I needed to rebuild the kernel first. Make sure you have the following:
General Setup ---> [*] Support for hot-pluggable devices
and, if you want the drive to also be usable with Windows, you may need:
File Systems -->
DOS/FAT/NT Filesystems -->
<M> MSDOS fs support
<M> FAT (Windows-95) fs support
(437) Default codepage for FAT
(iso8859-1) Default iocharset for FAT
For Firewire, some combination of:
Device Drivers -->
SCSI device support -->
<*> SCSI disk support
<M> SCSI generic support
IEEE 1394 (Firewire) support -->
<M> OHCI-1394 support
<M> SBP-2 support (Harddisks etc.)
<M> Raw IEEE1394 I/O support
<M> IEC61883-1 Plug support
After doing the above, I had a problem: I couldn’t mount the drive, but instead got a “Invalid Media Value (0×6)” warning, as well as the following from mount:
# mount -t vfat /dev/sdc1 /mnt/backup mount: wrong fs type, bad option, bad superblock on /dev/sdc1, or too many mounted file system
Googling around a lot revealed that I needed to configure the 437 code page; so before you build the kernel, edit the .config file and add:
CONFIG_NLS_CODEPAGE_437=y CONFIG_NLS_ISO8859_1=Y
(or whatever appropriate codepages are for your locale, but at least one source I read said that only cp437 was currently supported).
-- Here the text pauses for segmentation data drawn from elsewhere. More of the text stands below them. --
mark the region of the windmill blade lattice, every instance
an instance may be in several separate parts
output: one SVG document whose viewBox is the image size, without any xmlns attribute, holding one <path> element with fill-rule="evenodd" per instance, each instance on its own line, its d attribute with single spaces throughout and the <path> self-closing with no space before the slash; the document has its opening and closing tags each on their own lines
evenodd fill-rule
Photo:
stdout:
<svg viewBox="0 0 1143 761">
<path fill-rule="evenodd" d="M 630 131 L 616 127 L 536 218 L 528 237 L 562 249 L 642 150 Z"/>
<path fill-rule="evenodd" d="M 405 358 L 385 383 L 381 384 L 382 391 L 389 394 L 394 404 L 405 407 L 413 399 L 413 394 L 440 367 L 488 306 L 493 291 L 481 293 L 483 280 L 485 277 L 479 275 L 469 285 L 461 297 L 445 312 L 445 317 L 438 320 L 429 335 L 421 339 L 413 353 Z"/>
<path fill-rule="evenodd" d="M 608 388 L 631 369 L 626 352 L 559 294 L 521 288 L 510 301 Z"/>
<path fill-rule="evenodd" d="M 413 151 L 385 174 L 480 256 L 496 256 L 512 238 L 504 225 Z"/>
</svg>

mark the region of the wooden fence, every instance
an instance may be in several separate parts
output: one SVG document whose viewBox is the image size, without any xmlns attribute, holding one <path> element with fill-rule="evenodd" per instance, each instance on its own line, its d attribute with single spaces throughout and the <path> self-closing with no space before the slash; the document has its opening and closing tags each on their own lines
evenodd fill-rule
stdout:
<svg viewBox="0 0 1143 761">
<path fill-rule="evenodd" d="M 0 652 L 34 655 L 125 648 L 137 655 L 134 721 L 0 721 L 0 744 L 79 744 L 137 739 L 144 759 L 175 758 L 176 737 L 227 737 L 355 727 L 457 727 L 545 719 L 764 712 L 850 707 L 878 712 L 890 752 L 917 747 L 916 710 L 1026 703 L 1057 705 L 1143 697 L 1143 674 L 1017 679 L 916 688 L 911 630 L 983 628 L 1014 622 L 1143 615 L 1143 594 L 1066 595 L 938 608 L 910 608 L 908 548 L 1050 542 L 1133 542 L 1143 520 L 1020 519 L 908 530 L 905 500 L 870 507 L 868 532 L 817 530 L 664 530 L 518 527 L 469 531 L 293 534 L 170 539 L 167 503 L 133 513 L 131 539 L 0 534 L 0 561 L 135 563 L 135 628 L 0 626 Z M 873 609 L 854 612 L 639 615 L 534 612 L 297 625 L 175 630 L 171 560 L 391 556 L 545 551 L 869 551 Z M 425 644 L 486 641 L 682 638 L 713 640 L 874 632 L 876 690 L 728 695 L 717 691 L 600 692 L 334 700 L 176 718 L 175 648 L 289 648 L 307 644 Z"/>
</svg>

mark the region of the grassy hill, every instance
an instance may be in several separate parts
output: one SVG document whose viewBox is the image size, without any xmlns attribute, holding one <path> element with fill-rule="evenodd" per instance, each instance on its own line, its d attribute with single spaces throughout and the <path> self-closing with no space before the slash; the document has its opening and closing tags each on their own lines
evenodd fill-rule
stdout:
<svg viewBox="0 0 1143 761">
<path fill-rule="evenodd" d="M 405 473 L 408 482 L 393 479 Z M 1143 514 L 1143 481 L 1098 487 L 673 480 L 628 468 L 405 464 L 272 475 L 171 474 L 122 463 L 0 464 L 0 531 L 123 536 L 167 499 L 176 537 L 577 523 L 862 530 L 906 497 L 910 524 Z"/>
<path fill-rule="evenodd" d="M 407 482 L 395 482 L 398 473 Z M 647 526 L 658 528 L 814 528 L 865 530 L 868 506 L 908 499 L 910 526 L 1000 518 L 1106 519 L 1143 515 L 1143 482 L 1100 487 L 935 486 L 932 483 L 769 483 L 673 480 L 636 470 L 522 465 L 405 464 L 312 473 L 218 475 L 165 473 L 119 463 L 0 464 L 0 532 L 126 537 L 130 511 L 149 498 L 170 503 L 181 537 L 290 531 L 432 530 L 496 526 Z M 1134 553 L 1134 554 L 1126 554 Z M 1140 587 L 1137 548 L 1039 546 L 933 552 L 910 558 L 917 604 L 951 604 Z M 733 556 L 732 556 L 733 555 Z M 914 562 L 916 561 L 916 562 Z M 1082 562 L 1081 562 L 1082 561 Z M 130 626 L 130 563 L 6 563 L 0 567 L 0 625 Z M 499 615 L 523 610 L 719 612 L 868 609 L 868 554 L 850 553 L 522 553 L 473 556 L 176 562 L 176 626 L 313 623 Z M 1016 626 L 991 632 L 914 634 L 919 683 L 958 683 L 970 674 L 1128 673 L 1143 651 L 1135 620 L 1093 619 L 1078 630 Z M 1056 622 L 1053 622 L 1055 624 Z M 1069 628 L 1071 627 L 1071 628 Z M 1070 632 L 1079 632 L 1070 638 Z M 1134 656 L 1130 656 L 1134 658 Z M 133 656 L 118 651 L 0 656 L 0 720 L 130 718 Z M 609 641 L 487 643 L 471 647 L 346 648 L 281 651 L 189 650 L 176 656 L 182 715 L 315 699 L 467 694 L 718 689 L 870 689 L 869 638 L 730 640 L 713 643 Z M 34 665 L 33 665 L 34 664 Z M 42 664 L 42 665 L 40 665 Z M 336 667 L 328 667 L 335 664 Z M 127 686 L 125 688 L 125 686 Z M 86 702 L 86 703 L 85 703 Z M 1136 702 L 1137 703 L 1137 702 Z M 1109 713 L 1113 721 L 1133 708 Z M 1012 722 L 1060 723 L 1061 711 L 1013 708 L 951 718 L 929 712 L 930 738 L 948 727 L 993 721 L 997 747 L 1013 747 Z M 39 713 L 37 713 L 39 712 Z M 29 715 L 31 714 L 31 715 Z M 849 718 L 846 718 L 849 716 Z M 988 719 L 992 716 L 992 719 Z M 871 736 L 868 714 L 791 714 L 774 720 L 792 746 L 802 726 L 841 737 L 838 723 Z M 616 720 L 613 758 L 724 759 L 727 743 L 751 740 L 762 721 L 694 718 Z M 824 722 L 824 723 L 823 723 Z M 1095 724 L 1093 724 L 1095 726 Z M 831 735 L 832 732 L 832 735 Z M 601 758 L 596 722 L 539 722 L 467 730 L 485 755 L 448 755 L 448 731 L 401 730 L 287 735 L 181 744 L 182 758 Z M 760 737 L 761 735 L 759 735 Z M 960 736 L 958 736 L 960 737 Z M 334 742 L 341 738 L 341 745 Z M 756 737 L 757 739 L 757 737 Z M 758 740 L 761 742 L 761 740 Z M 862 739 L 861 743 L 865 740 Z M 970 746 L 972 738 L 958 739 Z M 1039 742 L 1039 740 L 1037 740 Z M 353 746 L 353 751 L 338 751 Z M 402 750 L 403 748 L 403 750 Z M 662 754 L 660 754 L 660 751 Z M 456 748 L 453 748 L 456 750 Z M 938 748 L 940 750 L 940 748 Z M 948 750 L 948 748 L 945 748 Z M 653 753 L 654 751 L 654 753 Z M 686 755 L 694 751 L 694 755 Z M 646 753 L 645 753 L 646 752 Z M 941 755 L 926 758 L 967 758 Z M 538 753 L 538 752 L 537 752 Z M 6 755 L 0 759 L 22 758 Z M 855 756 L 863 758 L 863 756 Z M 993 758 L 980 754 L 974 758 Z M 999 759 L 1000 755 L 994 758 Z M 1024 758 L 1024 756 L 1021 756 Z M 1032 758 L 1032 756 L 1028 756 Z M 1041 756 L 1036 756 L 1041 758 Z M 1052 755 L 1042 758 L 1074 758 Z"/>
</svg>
Whew! Okay, kernel compiled and new image copied to your boot drive? Turn it on and plug it into the firewire port. Run
to see what device it is, and then mount it:
modprobe vfat mount -t vfat /dev/sdc1 /mnt/backup
After using it for a bit, though, I ended up reformatting it with ext3 so I could use a very cool rsync backup method. My script for backing up ended up looking like:
#!/bin/bash
doback() {
echo rsync -a -v --delete --link-dest=/mnt/bck/backup.1/$1 /$1/ backup.0/$1
rsync -a -v --delete --link-dest=/mnt/bck/backup.1/$1 /$1/ backup.0/$1
}
mount /dev/sdc1 /mnt/bck
# rotate the archives
cd /mnt/bck
rm -rf backup.5
mv backup.4 backup.5
mv backup.3 backup.4
mv backup.2 backup.3
mv backup.1 backup.2
mv backup.0 backup.1
mkdir backup.0
# backup SVN
mkdir /mnt/bck/backup.0/svn
svn-hot-backup /var/svn /mnt/bck/backup.0/svn/
# backup directories
doback etc >/tmp/backup-log
doback code >>/tmp/backup-log
doback home >>/tmp/backup-log
doback root >>/tmp/backup-log
doback backup >>/tmp/backup-log
doback archive >>/tmp/backup-log
# copy backup log to the backup
mv /tmp/backup-log /mnt/bck/backup.0
Read the linked rsync article for more details, but it is very cool: the backup proceeds quickly, a full image is always in backup.0, and backup.1 through backup.5 hold incremental changes as necessary.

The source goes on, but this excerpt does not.